Productores de la región reciben boletas del servicio eléctrico que oscilan entre los 500 mil y los 3 millones de pesos.
Están en riesgo casi 2800 establecimientos y 6500 puestos de trabajo directos, más los indirectos. Producen más de 72 tipos de frutas y hortalizas.
La ausencia de financiamiento afectará de manera severa a la próxima siembra y el abastecimiento normal a 14 millones de personas del AMBA y otros centros urbanos que consumen los productos del Cordón frutihortícola platense.
Sin siembra no habrá oferta de frutas y verduras. Ello provocará que las familias queden rehenes de los productos importados. Los trabajadores del sector sin empleo. Lo que afectará de manera significativa a la dinámica económica platense.
El reclamo
La Regional La Plata de la CGT, la UTEP, la Iglesia platense, la Asociación de Medieros y Afines (Asoma), y otras entidades del sector exigen al gobierno de Javier Milei frenar ya la importación sin reglas de frutas y verduras.
Solicitan a la legislatura bonaerense declarar la emergencia productiva para el cordón frutihortícola platense.
El gobierno nacional y provincial debe asegurar el control de la cadena de comercialización para que el productor no sea el eslabón más débil.

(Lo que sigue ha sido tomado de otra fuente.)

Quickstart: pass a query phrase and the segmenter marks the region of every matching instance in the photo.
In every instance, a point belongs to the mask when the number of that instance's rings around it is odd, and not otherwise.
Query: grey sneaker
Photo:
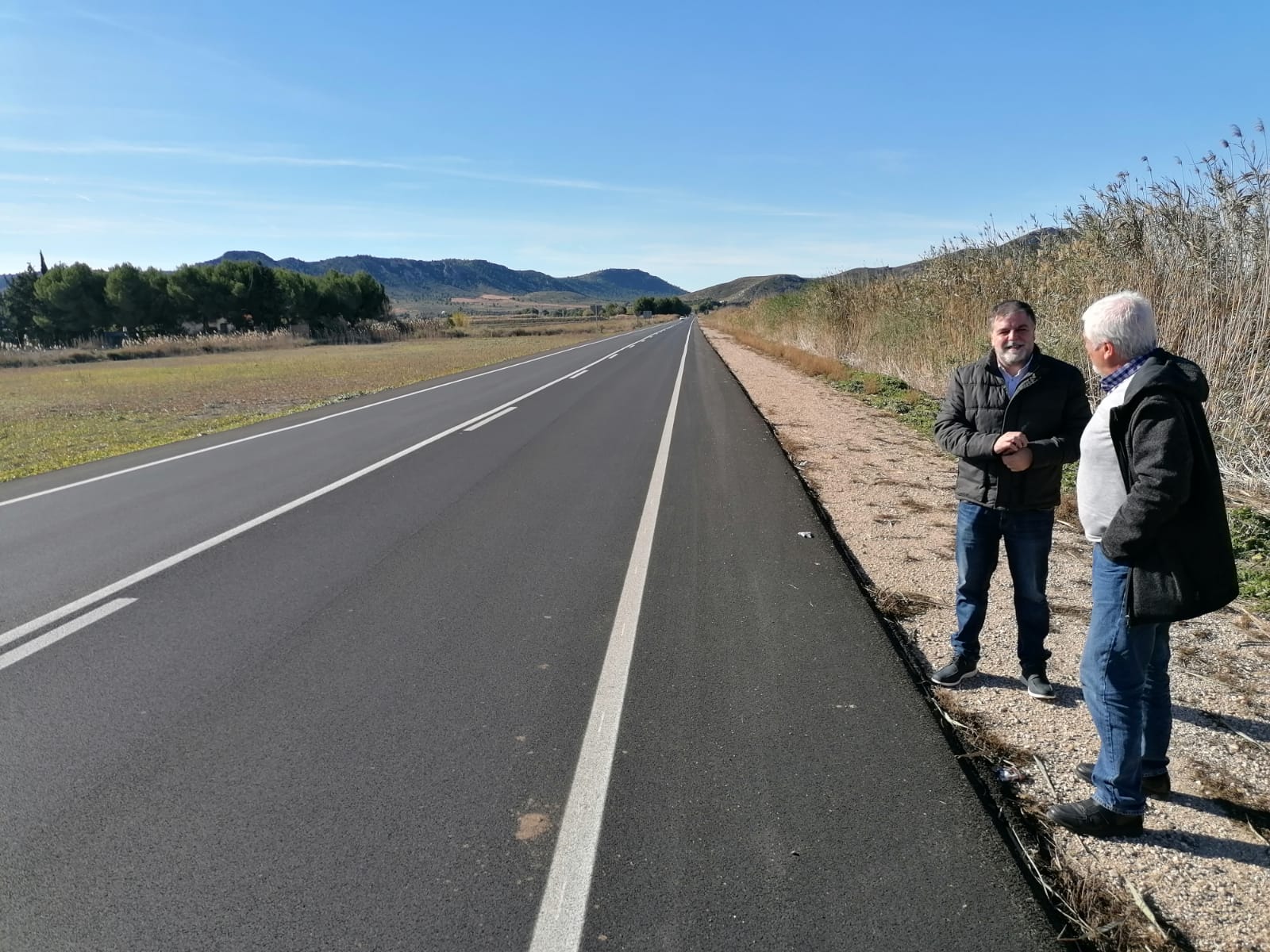
[[[931,680],[945,688],[955,688],[963,680],[969,678],[972,674],[979,673],[978,661],[966,661],[964,656],[958,655],[946,665],[940,668],[935,674],[931,675]]]
[[[1044,671],[1038,674],[1029,674],[1024,678],[1024,684],[1027,685],[1027,696],[1034,697],[1038,701],[1053,701],[1054,699],[1054,685],[1049,683],[1049,678],[1045,677]]]

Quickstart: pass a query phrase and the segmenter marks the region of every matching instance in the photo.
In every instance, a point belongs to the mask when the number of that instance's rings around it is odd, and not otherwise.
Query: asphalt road
[[[1057,948],[687,320],[0,486],[0,817],[5,952]]]

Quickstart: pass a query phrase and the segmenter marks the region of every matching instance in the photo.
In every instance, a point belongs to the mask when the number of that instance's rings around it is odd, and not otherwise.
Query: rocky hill
[[[630,301],[645,294],[683,294],[683,288],[632,268],[606,268],[573,278],[552,278],[542,272],[518,272],[493,261],[457,258],[420,261],[411,258],[349,255],[301,261],[297,258],[274,260],[260,251],[226,251],[203,264],[218,261],[259,261],[315,277],[329,270],[345,274],[364,270],[384,284],[394,300],[448,301],[452,297],[509,294],[537,301]]]

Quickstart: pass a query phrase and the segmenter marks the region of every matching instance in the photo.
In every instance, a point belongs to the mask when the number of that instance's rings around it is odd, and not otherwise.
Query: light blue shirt
[[[1024,382],[1024,377],[1027,376],[1027,371],[1031,369],[1031,360],[1029,359],[1024,368],[1019,371],[1017,376],[1011,377],[1010,372],[997,364],[997,369],[1001,371],[1001,376],[1006,378],[1006,396],[1012,397],[1015,391],[1019,390],[1019,385]]]

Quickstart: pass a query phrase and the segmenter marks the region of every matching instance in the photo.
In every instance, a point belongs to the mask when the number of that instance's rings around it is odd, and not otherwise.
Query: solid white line
[[[479,430],[479,429],[480,429],[481,426],[484,426],[484,425],[485,425],[486,423],[490,423],[490,421],[493,421],[493,420],[497,420],[497,419],[498,419],[499,416],[507,416],[507,415],[508,415],[509,413],[512,413],[512,410],[514,410],[514,409],[516,409],[514,406],[508,406],[508,407],[504,407],[503,410],[499,410],[499,411],[498,411],[497,414],[490,414],[489,416],[486,416],[486,418],[485,418],[484,420],[481,420],[480,423],[474,423],[474,424],[472,424],[471,426],[467,426],[467,428],[465,428],[465,429],[464,429],[464,433],[471,433],[472,430]]]
[[[135,598],[117,598],[113,602],[107,602],[104,605],[94,608],[88,614],[81,614],[72,622],[66,622],[66,625],[53,628],[52,631],[46,631],[38,638],[32,638],[25,645],[15,647],[13,651],[5,651],[3,655],[0,655],[0,670],[4,670],[11,664],[17,664],[24,658],[29,658],[41,649],[46,649],[56,641],[61,641],[67,635],[74,635],[76,631],[88,627],[93,622],[102,621],[108,614],[114,614],[121,608],[126,608],[136,600],[137,599]]]
[[[596,360],[592,360],[589,364],[587,364],[587,367],[588,368],[594,367],[601,360],[607,360],[607,359],[608,359],[607,357],[597,358]],[[572,374],[573,371],[570,371],[569,373]],[[99,588],[97,592],[91,592],[88,595],[84,595],[83,598],[77,598],[74,602],[62,605],[61,608],[55,608],[51,612],[46,612],[44,614],[39,616],[38,618],[33,618],[25,625],[19,625],[17,628],[10,628],[4,635],[0,635],[0,647],[4,647],[10,641],[17,641],[18,638],[25,637],[33,631],[39,631],[46,625],[51,625],[52,622],[60,621],[69,614],[75,614],[75,612],[80,611],[81,608],[88,608],[89,605],[95,604],[102,599],[109,598],[110,595],[122,592],[130,585],[136,585],[138,581],[144,581],[145,579],[149,579],[152,575],[157,575],[159,572],[165,571],[166,569],[170,569],[174,565],[179,565],[180,562],[184,562],[187,559],[193,559],[196,555],[206,552],[207,550],[213,548],[221,545],[222,542],[227,542],[229,539],[236,536],[241,536],[244,532],[254,529],[257,526],[263,526],[271,519],[276,519],[277,517],[284,513],[290,513],[292,509],[298,509],[305,503],[311,503],[312,500],[320,496],[325,496],[328,493],[334,493],[337,489],[347,486],[349,482],[359,480],[362,476],[372,473],[376,470],[382,470],[385,466],[395,463],[398,459],[401,459],[403,457],[406,457],[410,453],[414,453],[415,451],[423,449],[425,446],[431,446],[432,443],[436,443],[438,439],[444,439],[452,433],[457,433],[458,430],[465,429],[466,426],[471,426],[474,423],[479,423],[484,418],[489,416],[490,414],[498,413],[504,407],[516,406],[519,402],[528,400],[535,393],[541,393],[547,387],[554,387],[556,383],[560,383],[561,381],[565,381],[568,378],[569,374],[564,374],[563,377],[556,377],[554,381],[549,381],[547,383],[544,383],[541,387],[535,387],[533,390],[528,391],[527,393],[522,393],[514,400],[508,400],[505,404],[500,404],[489,410],[484,410],[483,413],[479,413],[475,416],[464,420],[462,423],[455,424],[448,429],[441,430],[441,433],[434,433],[427,439],[419,440],[414,446],[406,447],[405,449],[399,449],[396,453],[384,457],[382,459],[373,462],[370,466],[363,466],[357,472],[352,472],[348,476],[344,476],[343,479],[338,479],[334,482],[323,486],[321,489],[315,489],[312,493],[307,493],[300,496],[298,499],[293,499],[290,503],[283,503],[282,505],[276,506],[269,512],[255,517],[254,519],[248,519],[245,523],[240,526],[235,526],[234,528],[226,529],[225,532],[217,536],[212,536],[208,539],[203,539],[202,542],[193,545],[189,548],[182,550],[177,555],[168,556],[166,559],[157,561],[154,565],[146,566],[145,569],[132,572],[132,575],[128,575],[127,578],[119,579],[118,581]]]
[[[420,393],[431,393],[433,390],[441,390],[442,387],[452,387],[456,383],[464,383],[470,380],[476,380],[478,377],[488,377],[490,373],[502,373],[503,371],[514,371],[517,367],[525,367],[526,364],[535,363],[537,360],[545,360],[549,357],[559,357],[560,354],[568,354],[570,350],[580,350],[584,347],[593,347],[594,344],[603,344],[607,340],[616,340],[617,338],[624,338],[626,334],[638,334],[638,330],[629,330],[622,334],[616,334],[612,338],[605,338],[602,340],[588,340],[585,344],[577,344],[575,347],[565,348],[564,350],[552,350],[550,354],[540,354],[538,357],[531,357],[528,360],[521,360],[519,363],[508,364],[507,367],[495,367],[491,371],[481,371],[480,373],[472,373],[467,377],[460,380],[446,381],[444,383],[436,383],[431,387],[424,387],[423,390],[411,390],[409,393],[398,393],[392,397],[386,397],[384,400],[376,400],[373,404],[363,404],[362,406],[353,406],[348,410],[340,410],[338,413],[328,414],[326,416],[319,416],[312,420],[305,420],[304,423],[293,423],[290,426],[278,426],[278,429],[268,430],[267,433],[254,433],[250,437],[239,437],[237,439],[230,439],[225,443],[217,443],[215,447],[203,447],[202,449],[190,449],[185,453],[178,453],[177,456],[168,456],[163,459],[151,459],[149,463],[138,463],[137,466],[130,466],[124,470],[116,470],[113,472],[104,472],[100,476],[91,476],[86,480],[79,480],[77,482],[67,482],[65,486],[53,486],[52,489],[43,489],[39,493],[28,493],[24,496],[15,496],[14,499],[0,500],[0,509],[6,505],[13,505],[15,503],[25,503],[28,499],[37,499],[39,496],[47,496],[51,493],[62,493],[67,489],[75,489],[77,486],[86,486],[90,482],[99,482],[102,480],[109,480],[114,476],[123,476],[124,473],[136,472],[137,470],[149,470],[151,466],[163,466],[164,463],[171,463],[178,459],[185,459],[192,456],[201,456],[202,453],[211,453],[215,449],[225,449],[226,447],[234,447],[239,443],[250,443],[253,439],[263,439],[264,437],[276,437],[279,433],[286,433],[287,430],[297,430],[301,426],[312,426],[315,423],[326,423],[326,420],[334,420],[339,416],[345,416],[348,414],[361,413],[362,410],[370,410],[375,406],[384,406],[385,404],[392,404],[398,400],[405,400],[406,397],[419,396]],[[660,331],[658,331],[660,333]],[[625,350],[626,348],[622,348]]]
[[[671,433],[674,430],[674,411],[679,405],[683,383],[683,366],[688,357],[692,334],[683,341],[679,373],[674,378],[671,407],[662,428],[662,443],[653,465],[644,514],[635,533],[635,547],[626,569],[626,581],[617,603],[617,617],[608,636],[605,666],[596,687],[596,699],[587,722],[587,736],[578,755],[578,767],[569,788],[560,835],[556,839],[551,872],[542,892],[538,918],[533,924],[530,952],[577,952],[582,942],[582,928],[587,919],[587,897],[596,867],[596,848],[599,844],[599,826],[605,819],[605,798],[608,796],[608,776],[613,767],[617,746],[617,727],[622,720],[622,702],[630,674],[631,654],[635,650],[635,632],[639,628],[640,604],[644,600],[644,583],[653,552],[653,532],[662,504],[662,486],[665,482],[665,465],[671,456]],[[607,358],[606,358],[607,359]]]

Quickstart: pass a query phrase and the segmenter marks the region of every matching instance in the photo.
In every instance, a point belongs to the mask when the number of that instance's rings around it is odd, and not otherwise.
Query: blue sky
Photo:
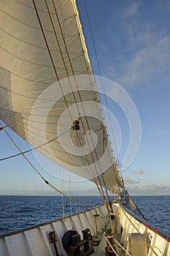
[[[127,91],[140,117],[141,143],[133,163],[123,172],[125,187],[131,195],[170,195],[170,1],[86,2],[102,76]],[[77,0],[77,4],[94,73],[99,75],[85,3]],[[117,115],[118,110],[110,104]],[[123,148],[128,146],[128,137],[125,127],[120,127]],[[12,135],[22,150],[29,148]],[[4,137],[1,132],[1,157],[17,153]],[[122,149],[120,162],[123,152]],[[61,181],[46,173],[31,154],[27,156],[46,178],[61,187]],[[0,165],[1,195],[54,195],[22,157]],[[66,192],[67,187],[65,182]],[[80,181],[72,184],[71,189],[72,194],[78,191],[79,195],[94,195],[95,187],[90,182]]]

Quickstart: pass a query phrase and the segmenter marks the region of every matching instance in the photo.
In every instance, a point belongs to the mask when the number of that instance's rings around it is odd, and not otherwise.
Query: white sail
[[[32,146],[45,144],[38,150],[55,162],[117,193],[123,185],[75,1],[1,0],[0,7],[1,119]]]

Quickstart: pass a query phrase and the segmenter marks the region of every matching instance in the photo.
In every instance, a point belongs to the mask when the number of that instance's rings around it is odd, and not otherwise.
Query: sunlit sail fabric
[[[1,0],[0,7],[1,119],[34,147],[56,138],[39,151],[118,192],[75,1]]]

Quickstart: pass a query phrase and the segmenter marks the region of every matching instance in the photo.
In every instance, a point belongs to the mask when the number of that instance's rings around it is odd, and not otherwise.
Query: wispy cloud
[[[130,194],[134,195],[169,195],[170,187],[165,184],[151,184],[148,186],[128,187],[128,190]]]
[[[131,3],[128,7],[124,10],[124,15],[134,16],[138,14],[139,4],[137,3]]]
[[[165,37],[149,44],[136,53],[135,56],[122,64],[123,75],[117,78],[122,85],[146,82],[151,75],[168,71],[170,62],[170,38]],[[170,71],[170,70],[169,70]]]
[[[145,172],[142,169],[137,169],[135,172],[135,174],[143,174],[143,173],[145,173]]]
[[[131,185],[139,183],[139,181],[134,181],[134,180],[131,179],[131,178],[129,176],[125,176],[124,178],[124,181],[125,181],[125,184],[131,184]]]
[[[166,131],[164,129],[155,129],[155,132],[158,134],[166,134]]]

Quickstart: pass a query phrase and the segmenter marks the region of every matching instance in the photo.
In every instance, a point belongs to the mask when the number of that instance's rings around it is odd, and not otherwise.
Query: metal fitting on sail
[[[79,120],[75,120],[75,121],[74,121],[72,128],[74,131],[77,131],[77,130],[80,129],[80,121],[79,121]]]

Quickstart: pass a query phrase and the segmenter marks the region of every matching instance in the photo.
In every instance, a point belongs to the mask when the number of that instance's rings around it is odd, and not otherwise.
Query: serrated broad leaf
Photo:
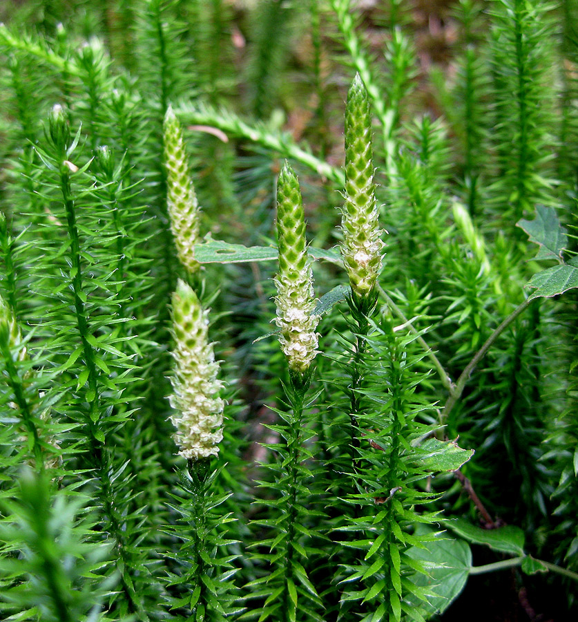
[[[434,533],[427,527],[420,527],[419,533]],[[427,567],[427,574],[417,573],[410,578],[420,587],[427,587],[433,596],[427,601],[418,601],[414,596],[408,601],[425,610],[428,615],[443,613],[461,592],[472,567],[472,552],[469,545],[444,535],[439,539],[424,543],[425,549],[412,547],[406,554]]]
[[[462,518],[447,520],[444,524],[447,529],[468,542],[486,545],[502,553],[524,554],[524,533],[519,527],[506,525],[497,529],[483,529]]]
[[[416,462],[421,463],[427,471],[456,471],[474,453],[473,449],[462,449],[456,441],[427,439],[419,446],[424,453],[417,456]]]
[[[535,288],[530,298],[551,298],[578,288],[578,267],[563,264],[537,272],[526,287]]]
[[[548,568],[539,559],[531,555],[526,555],[522,560],[522,572],[526,574],[536,574],[537,572],[548,572]]]
[[[568,236],[553,207],[537,205],[533,220],[521,220],[516,226],[528,234],[530,242],[540,247],[536,259],[555,259],[562,263],[562,251],[567,247]]]
[[[329,311],[334,305],[345,300],[345,296],[349,291],[349,288],[343,285],[338,285],[334,288],[318,301],[312,314],[322,315]]]

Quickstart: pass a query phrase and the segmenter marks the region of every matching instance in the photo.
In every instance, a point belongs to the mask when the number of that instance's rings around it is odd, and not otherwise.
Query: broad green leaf
[[[425,527],[420,527],[418,531],[434,533]],[[414,604],[433,615],[436,612],[443,613],[463,590],[472,567],[472,552],[467,543],[445,535],[423,545],[425,549],[412,547],[406,555],[425,563],[427,567],[427,574],[417,573],[410,578],[432,593],[427,601],[416,601]],[[408,597],[410,601],[414,599],[414,596]]]
[[[389,590],[389,604],[392,605],[392,610],[395,619],[398,622],[401,619],[401,603],[399,601],[399,596],[393,590]]]
[[[341,302],[342,300],[345,300],[345,296],[349,291],[349,288],[348,287],[339,285],[327,292],[318,301],[316,308],[313,310],[313,315],[322,315],[329,311],[334,305]]]
[[[530,242],[540,247],[537,259],[555,259],[563,263],[562,251],[567,247],[568,236],[553,207],[537,206],[536,218],[520,220],[517,226],[528,234]]]
[[[474,455],[473,449],[462,449],[456,440],[441,441],[429,438],[419,446],[416,462],[427,471],[456,471]]]
[[[445,521],[444,525],[474,544],[487,545],[494,551],[511,555],[524,554],[524,532],[519,527],[506,525],[497,529],[483,529],[462,518]]]
[[[342,265],[337,251],[309,247],[307,252],[314,259],[324,259]],[[247,261],[276,261],[274,246],[243,246],[222,240],[208,240],[195,247],[195,258],[200,263],[243,263]]]
[[[384,534],[382,534],[380,536],[378,536],[378,537],[375,540],[375,542],[372,545],[369,550],[365,555],[365,559],[369,559],[374,553],[377,552],[378,549],[381,546],[381,543],[385,539],[385,536]]]
[[[536,574],[537,572],[548,572],[548,568],[539,559],[534,559],[531,555],[526,555],[522,560],[522,572],[526,574]]]
[[[198,247],[195,247],[195,248],[198,248]],[[195,255],[196,258],[196,254]],[[349,291],[349,288],[343,285],[339,285],[336,287],[334,288],[332,290],[330,290],[325,294],[324,296],[322,296],[321,298],[317,301],[317,305],[315,308],[313,310],[312,315],[322,315],[324,313],[327,313],[334,305],[337,304],[338,302],[341,302],[342,300],[345,299],[345,296],[347,292]],[[260,337],[257,337],[253,343],[256,343],[258,341],[260,341],[262,339],[266,339],[268,337],[273,337],[273,335],[280,334],[281,332],[281,329],[278,328],[277,330],[273,330],[271,332],[268,332],[267,334],[261,335]]]
[[[568,290],[578,288],[578,267],[568,264],[552,266],[537,272],[526,287],[535,288],[530,298],[551,298],[563,294]]]

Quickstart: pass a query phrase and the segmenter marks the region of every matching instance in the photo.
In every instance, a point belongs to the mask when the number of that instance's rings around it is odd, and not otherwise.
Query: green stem
[[[305,393],[309,386],[309,381],[301,381],[302,378],[291,376],[291,388],[293,390],[287,397],[293,409],[293,417],[289,424],[289,435],[287,439],[287,449],[289,455],[287,473],[289,475],[289,498],[287,506],[287,552],[285,556],[285,590],[283,606],[285,622],[290,622],[289,612],[294,605],[290,601],[288,587],[289,579],[293,580],[293,540],[296,535],[295,525],[298,521],[298,507],[297,491],[298,484],[299,449],[301,446],[301,420],[303,416],[303,402]]]
[[[470,376],[477,366],[478,364],[485,356],[486,352],[494,344],[494,342],[503,332],[503,331],[516,319],[516,318],[522,312],[523,312],[532,303],[534,298],[527,298],[521,305],[519,305],[508,317],[498,326],[497,328],[486,339],[485,343],[476,352],[473,359],[468,364],[464,370],[460,375],[456,382],[455,388],[453,390],[450,390],[450,397],[445,402],[445,406],[442,411],[441,418],[442,422],[447,419],[450,413],[455,406],[456,402],[461,397],[463,390]]]
[[[483,566],[472,566],[468,572],[470,574],[485,574],[486,572],[494,572],[494,570],[505,570],[506,568],[513,568],[516,566],[519,566],[525,557],[525,555],[521,555],[519,557],[505,559],[503,561],[495,562],[493,564],[485,564]]]
[[[0,337],[2,337],[0,333]],[[39,471],[44,469],[44,460],[42,455],[42,449],[40,446],[40,437],[38,429],[34,422],[32,409],[26,399],[26,390],[22,380],[18,375],[12,352],[10,348],[10,339],[0,339],[0,352],[4,358],[4,364],[8,372],[8,380],[14,393],[14,399],[22,415],[22,420],[24,426],[32,436],[34,445],[34,456],[37,467]]]
[[[251,140],[277,151],[285,158],[300,162],[321,177],[334,182],[340,188],[345,185],[345,175],[340,169],[331,166],[310,151],[302,149],[288,134],[270,131],[262,123],[250,125],[233,113],[216,111],[207,106],[193,107],[181,104],[175,112],[187,123],[215,127],[226,133]]]
[[[188,465],[190,479],[182,478],[184,488],[191,493],[193,502],[193,523],[191,525],[191,536],[192,544],[193,563],[197,569],[195,573],[196,584],[194,589],[198,587],[200,590],[198,604],[195,605],[193,612],[193,615],[197,614],[197,609],[199,605],[204,607],[205,612],[209,613],[211,605],[206,595],[206,588],[202,581],[202,577],[206,574],[207,565],[203,559],[204,551],[204,540],[202,536],[206,531],[206,516],[205,513],[205,493],[206,478],[209,473],[210,459],[205,458],[199,460],[189,460]]]
[[[55,54],[28,37],[15,37],[3,23],[0,23],[0,44],[13,50],[22,50],[31,54],[68,75],[80,75],[81,73],[81,70],[76,63]]]
[[[485,574],[486,572],[494,572],[496,570],[504,570],[506,568],[514,568],[516,566],[521,565],[522,562],[526,559],[527,556],[521,555],[519,557],[513,557],[511,559],[505,559],[503,561],[495,562],[493,564],[485,564],[483,566],[472,566],[470,568],[468,572],[470,574]],[[561,574],[563,576],[567,576],[575,581],[578,581],[578,572],[572,572],[561,566],[557,566],[556,564],[552,564],[550,562],[544,561],[542,559],[536,559],[535,561],[541,564],[551,572],[555,572],[557,574]]]
[[[353,64],[361,77],[367,94],[369,95],[376,115],[381,123],[383,139],[385,171],[389,179],[393,179],[397,173],[395,156],[397,144],[394,138],[396,111],[388,106],[388,98],[375,81],[372,73],[372,67],[367,55],[362,48],[361,44],[355,32],[353,9],[350,0],[331,0],[331,8],[337,15],[339,30],[343,35],[344,44],[351,57]]]
[[[112,471],[110,456],[104,443],[97,437],[102,433],[101,430],[100,392],[98,369],[95,361],[95,352],[89,340],[94,337],[90,334],[86,310],[83,302],[82,267],[80,261],[80,240],[76,224],[76,211],[70,188],[70,172],[68,167],[62,164],[60,168],[60,188],[66,214],[66,223],[70,240],[70,258],[71,283],[74,306],[76,312],[77,326],[82,343],[84,364],[88,370],[88,390],[86,399],[89,404],[87,424],[89,433],[89,444],[91,459],[98,470],[102,491],[103,509],[106,516],[113,537],[117,541],[118,556],[124,567],[132,567],[131,560],[127,554],[123,535],[122,521],[117,509],[117,500],[115,494],[110,474]],[[121,579],[127,596],[129,608],[132,613],[137,613],[139,619],[148,622],[148,616],[144,611],[142,603],[135,590],[128,573],[123,569]]]
[[[77,326],[80,334],[80,340],[82,343],[82,352],[84,358],[84,364],[88,370],[88,391],[86,395],[86,401],[90,404],[88,413],[88,429],[93,440],[93,449],[99,448],[100,443],[96,440],[95,436],[97,431],[97,422],[100,418],[99,402],[100,395],[98,390],[98,370],[95,362],[94,352],[89,343],[89,339],[93,339],[90,334],[88,321],[86,315],[86,310],[83,302],[82,295],[82,267],[80,262],[80,241],[78,235],[78,228],[76,224],[76,211],[74,200],[70,189],[70,172],[68,167],[63,164],[60,167],[60,189],[62,193],[62,198],[64,202],[64,209],[66,214],[66,224],[68,230],[68,239],[70,243],[70,258],[72,266],[71,284],[73,286],[73,295],[74,298],[75,310],[76,312]],[[97,453],[99,453],[99,449]]]
[[[18,317],[18,298],[16,292],[16,270],[14,266],[14,241],[12,239],[6,217],[0,213],[0,246],[2,248],[6,268],[6,301],[12,308],[15,319]]]
[[[434,364],[434,366],[436,368],[437,373],[439,374],[441,384],[443,385],[444,388],[447,389],[447,390],[450,392],[454,390],[456,386],[452,381],[452,379],[450,377],[450,375],[443,368],[443,366],[440,362],[439,359],[438,359],[438,357],[434,354],[433,350],[432,350],[432,348],[427,345],[423,337],[420,335],[419,331],[416,328],[415,328],[411,323],[410,320],[408,320],[405,317],[401,309],[400,309],[399,307],[398,307],[398,305],[393,301],[393,300],[392,300],[392,299],[386,293],[385,290],[378,283],[377,285],[377,289],[379,293],[385,300],[385,302],[387,303],[387,305],[389,307],[389,308],[403,322],[405,328],[407,328],[410,332],[416,336],[416,341],[421,346],[421,347],[425,350],[427,357]]]

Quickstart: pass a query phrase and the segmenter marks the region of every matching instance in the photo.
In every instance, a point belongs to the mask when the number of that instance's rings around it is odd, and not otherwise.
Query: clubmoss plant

Los gobiernos nacional y provincial deben generar líneas de financiamiento para asegurar la siembra 2027. Y efectuar a los productores de manera directa las compras estatales de frutas y verduras.
La movilización
El sábado 22 de agosto, productores, trabajadores, vecinos y referentes de la Iglesia, la CGT, UTEP y entidades productivas peregrinarán hasta la rotonda de Ruta 36 y Avenida 520. Lo harán desde cuatro puntos de la región y confluirán allí donde el arzobispo Gustavo Carrara oficiará una misa.
CGT Regional La Plata, Berisso, Ensenada, Magdalena, Brandsen, General Paz y Punta Indio.